Today Jorgy and Jean Lester and I had lunch and went over our contract, and a whole passel of folks stopped by our table to say hi. It was great. One of them, a Mr. Hupprich, was carrying around a copy of Like A Tree to the Soil, and he was able to identify the kids in the Potato Club photo from 1937 (he was one of them). I was delighted to be able to point to the book and say, "I did that, I designed it." And took it from manuscript to book. Made me feel pleased and proud, like I'd done something that meant something to people, that was worthwhile.

I just LOVE things like that.

Thursday, March 13, 2008

Moving

Well, it's been an exciting week here in the old village. Let's see: Jorgy off to the printer, Nuggets being bound, Long Winter in press, the March Republic at the printer, preparations for the Mired Loon Splash on Monday next, Hans stomping out of the Emma Creek West meeting (see his opinion piece on this in the next issue), and, due to an emergency housing crisis on the part of a good friend, the Republic will be moving back into the Helfferich/Mölders living room this weekend.
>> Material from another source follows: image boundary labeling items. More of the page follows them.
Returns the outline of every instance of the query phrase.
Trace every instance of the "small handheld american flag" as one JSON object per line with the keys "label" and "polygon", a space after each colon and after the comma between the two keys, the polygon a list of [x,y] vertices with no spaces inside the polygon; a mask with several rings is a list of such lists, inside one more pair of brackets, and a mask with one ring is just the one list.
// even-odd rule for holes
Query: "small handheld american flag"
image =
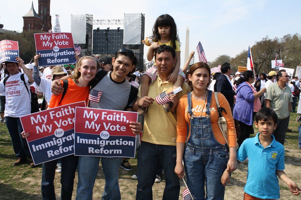
{"label": "small handheld american flag", "polygon": [[99,102],[99,100],[102,94],[102,92],[91,89],[88,99],[90,101],[98,103]]}
{"label": "small handheld american flag", "polygon": [[189,191],[189,189],[188,189],[188,187],[187,187],[187,184],[186,184],[186,182],[185,181],[185,180],[183,177],[182,177],[182,179],[183,180],[184,183],[185,184],[185,185],[186,186],[186,189],[183,191],[183,193],[182,194],[183,200],[194,200],[192,196],[191,195],[190,191]]}
{"label": "small handheld american flag", "polygon": [[163,105],[171,101],[165,91],[157,96],[155,99],[156,101],[160,105]]}
{"label": "small handheld american flag", "polygon": [[197,46],[197,54],[199,55],[199,60],[200,62],[203,62],[206,63],[207,63],[207,59],[205,56],[205,53],[204,52],[204,49],[202,46],[200,42],[199,42],[199,43]]}
{"label": "small handheld american flag", "polygon": [[80,54],[80,51],[82,50],[82,48],[79,46],[79,45],[77,44],[73,44],[73,48],[74,48],[74,51],[75,51],[75,52],[77,55]]}

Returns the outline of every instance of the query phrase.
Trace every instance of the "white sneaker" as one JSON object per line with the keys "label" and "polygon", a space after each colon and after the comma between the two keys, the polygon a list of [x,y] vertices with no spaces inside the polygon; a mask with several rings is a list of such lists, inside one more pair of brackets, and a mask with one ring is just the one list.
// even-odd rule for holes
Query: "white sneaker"
{"label": "white sneaker", "polygon": [[157,174],[156,176],[156,180],[155,180],[155,183],[160,183],[161,182],[161,177]]}
{"label": "white sneaker", "polygon": [[132,178],[133,179],[135,179],[135,180],[137,180],[138,179],[138,173],[136,174],[134,174],[132,176]]}
{"label": "white sneaker", "polygon": [[62,167],[57,166],[56,170],[55,170],[58,173],[60,173],[62,172]]}

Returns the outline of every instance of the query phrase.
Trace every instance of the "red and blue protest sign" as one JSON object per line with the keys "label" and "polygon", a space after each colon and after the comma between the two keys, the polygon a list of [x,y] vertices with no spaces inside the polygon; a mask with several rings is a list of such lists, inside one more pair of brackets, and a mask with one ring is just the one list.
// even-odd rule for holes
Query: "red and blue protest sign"
{"label": "red and blue protest sign", "polygon": [[39,67],[75,63],[73,39],[70,33],[47,33],[35,34],[37,54]]}
{"label": "red and blue protest sign", "polygon": [[71,103],[20,118],[35,165],[74,154],[74,122],[76,106]]}
{"label": "red and blue protest sign", "polygon": [[7,40],[0,41],[0,63],[5,61],[17,62],[16,56],[19,57],[17,42]]}
{"label": "red and blue protest sign", "polygon": [[76,107],[74,155],[134,158],[136,136],[129,127],[138,113]]}

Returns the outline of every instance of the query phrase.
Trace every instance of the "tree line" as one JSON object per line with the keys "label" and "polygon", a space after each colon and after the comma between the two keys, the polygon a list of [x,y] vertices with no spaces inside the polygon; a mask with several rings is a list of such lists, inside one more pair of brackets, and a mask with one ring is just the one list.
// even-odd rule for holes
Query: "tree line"
{"label": "tree line", "polygon": [[[287,34],[281,38],[269,38],[268,36],[256,41],[251,47],[255,72],[268,73],[272,70],[271,61],[282,60],[284,67],[296,69],[301,62],[301,35],[298,33]],[[235,72],[238,66],[247,67],[248,50],[244,50],[235,57],[227,55],[219,56],[208,64],[210,68],[217,67],[225,62],[230,63]]]}

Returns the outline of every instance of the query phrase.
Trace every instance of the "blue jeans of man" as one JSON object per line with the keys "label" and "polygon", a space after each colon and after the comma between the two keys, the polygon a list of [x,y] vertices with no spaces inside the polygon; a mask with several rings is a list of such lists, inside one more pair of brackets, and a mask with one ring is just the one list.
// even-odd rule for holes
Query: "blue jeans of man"
{"label": "blue jeans of man", "polygon": [[18,157],[31,158],[26,139],[23,138],[20,133],[23,131],[22,124],[18,117],[5,117],[6,126],[9,133],[13,143],[13,148]]}
{"label": "blue jeans of man", "polygon": [[299,138],[298,138],[298,147],[299,149],[301,149],[301,124],[299,126],[299,128],[298,130],[299,130]]}
{"label": "blue jeans of man", "polygon": [[[78,157],[71,155],[61,158],[62,173],[61,183],[61,199],[71,199]],[[54,181],[57,160],[43,163],[41,191],[44,200],[55,199]]]}
{"label": "blue jeans of man", "polygon": [[78,162],[78,183],[76,199],[92,199],[93,187],[101,160],[105,184],[102,200],[121,199],[118,181],[118,169],[122,158],[108,158],[95,156],[79,156]]}
{"label": "blue jeans of man", "polygon": [[163,199],[178,199],[180,193],[179,177],[175,172],[176,146],[157,145],[142,141],[138,163],[138,185],[136,199],[153,199],[152,187],[160,163],[165,177]]}
{"label": "blue jeans of man", "polygon": [[295,112],[295,111],[296,109],[296,105],[297,105],[297,99],[298,98],[298,97],[293,97],[293,103],[292,103],[292,112]]}

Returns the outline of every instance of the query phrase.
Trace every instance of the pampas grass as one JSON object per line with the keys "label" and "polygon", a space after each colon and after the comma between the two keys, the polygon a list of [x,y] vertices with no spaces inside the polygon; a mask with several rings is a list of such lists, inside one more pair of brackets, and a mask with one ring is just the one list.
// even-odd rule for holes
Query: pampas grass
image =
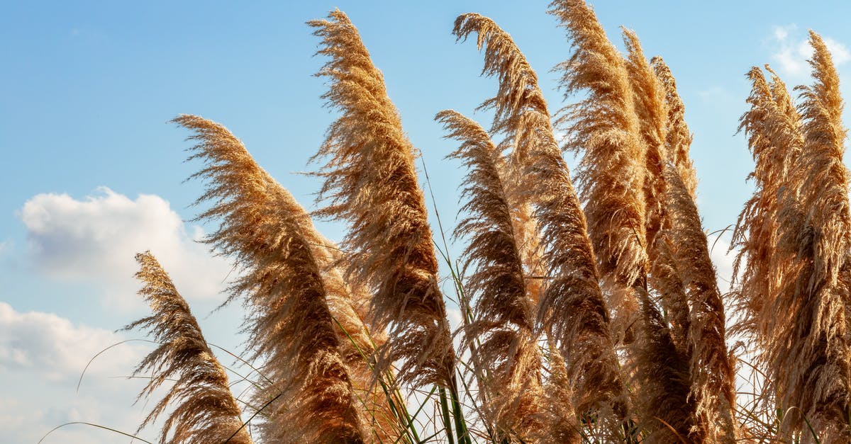
{"label": "pampas grass", "polygon": [[[325,60],[322,99],[335,112],[313,157],[317,211],[225,127],[173,121],[192,133],[197,219],[214,224],[204,242],[234,266],[227,302],[246,310],[240,359],[259,376],[239,401],[243,424],[241,396],[187,303],[140,254],[152,315],[128,327],[157,343],[136,369],[151,373],[140,397],[167,388],[140,430],[164,417],[163,444],[851,439],[851,183],[824,41],[811,32],[815,82],[797,88],[797,106],[769,67],[748,72],[740,129],[756,191],[733,234],[740,253],[728,298],[671,70],[625,28],[620,53],[583,0],[556,0],[549,12],[573,48],[557,66],[561,86],[579,96],[555,126],[511,36],[479,14],[454,21],[453,35],[475,36],[481,73],[497,83],[479,107],[492,112],[489,128],[454,111],[436,117],[458,142],[448,157],[466,169],[457,262],[434,245],[418,151],[341,11],[308,22]],[[554,128],[566,130],[563,146]],[[575,178],[563,149],[580,157]],[[320,234],[313,216],[343,222],[342,241]],[[459,296],[456,332],[444,284]],[[731,333],[747,354],[728,350]],[[744,406],[738,358],[762,375]]]}
{"label": "pampas grass", "polygon": [[[511,147],[509,168],[517,183],[508,185],[534,208],[543,270],[547,277],[537,307],[537,325],[557,344],[566,378],[574,387],[573,403],[582,414],[614,419],[626,415],[627,400],[617,369],[609,317],[597,284],[585,219],[562,158],[537,75],[511,36],[487,17],[467,14],[453,32],[478,35],[484,48],[485,75],[500,81],[497,95],[483,104],[495,111],[494,133]],[[517,205],[517,204],[515,204]],[[614,413],[614,414],[613,414]]]}
{"label": "pampas grass", "polygon": [[[541,356],[534,331],[534,298],[526,285],[521,243],[505,188],[505,160],[476,122],[443,111],[437,119],[447,137],[461,141],[449,155],[469,169],[455,236],[469,238],[464,251],[465,291],[476,299],[464,341],[488,375],[482,394],[484,418],[504,439],[528,441],[541,427]],[[471,273],[468,269],[472,268]]]}
{"label": "pampas grass", "polygon": [[323,239],[227,129],[194,116],[174,122],[195,132],[190,159],[205,162],[193,177],[208,181],[198,202],[213,206],[199,218],[220,221],[206,242],[243,269],[229,291],[245,299],[253,357],[265,361],[271,381],[254,396],[255,405],[269,405],[263,441],[363,442],[360,406],[313,253],[325,248]]}
{"label": "pampas grass", "polygon": [[231,393],[227,373],[204,339],[189,305],[151,252],[136,254],[136,261],[140,265],[136,278],[143,283],[139,294],[151,305],[152,314],[124,329],[148,330],[159,344],[134,372],[134,376],[152,374],[139,397],[150,396],[166,381],[175,379],[139,429],[173,407],[163,424],[160,444],[251,444],[239,406]]}
{"label": "pampas grass", "polygon": [[401,382],[448,387],[454,353],[414,146],[348,17],[336,10],[308,24],[329,58],[318,73],[328,79],[323,98],[341,113],[317,154],[328,159],[319,213],[350,225],[346,272],[370,288],[376,327],[390,327],[380,367],[399,361]]}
My, my, my. Well, at least my cats will appreciate this, and I can go to work in my bathrobe.

Saturday, December 24, 2005

O tannenbaum

Okay, the cats have figured out that it's Christmas. Archie keeps getting up on the table (which is covered with tissue paper, wrapping paper, ribbon, books, dead flowers, mugs, bills, movies, more books, junk mail, and dishtowels) and batting all that wonderful crinkly-sounding stuff about. Miss Puss and her brother Hexer are prone to sudden dashes about for no discernable reason. Luciano just woke up. Betsy is wandering around eyeing the bows. I've just fed them all some catnip.

Now think about that. Every horizontal surface in the living room, kitchen, studio, office, and entry is covered with really cool stuff that makes the most delightful sounds when you bat it across the room or slide into it at high speed. And all those ribbons are shimmery and move in unexpected ways.

The only thing that is saving our house from destruction via stoned feline is the fact that we don't have a Christmas tree that they can knock over and start a fire with....

The fun is beginning, on the stairwell. Now I have a couple of looming stoned cats, one of whom seems to be thinking about whether he can make the other jump really high by sneaking up on her when she's not looking...

Merry Christmas and Happy Solstice, everyone!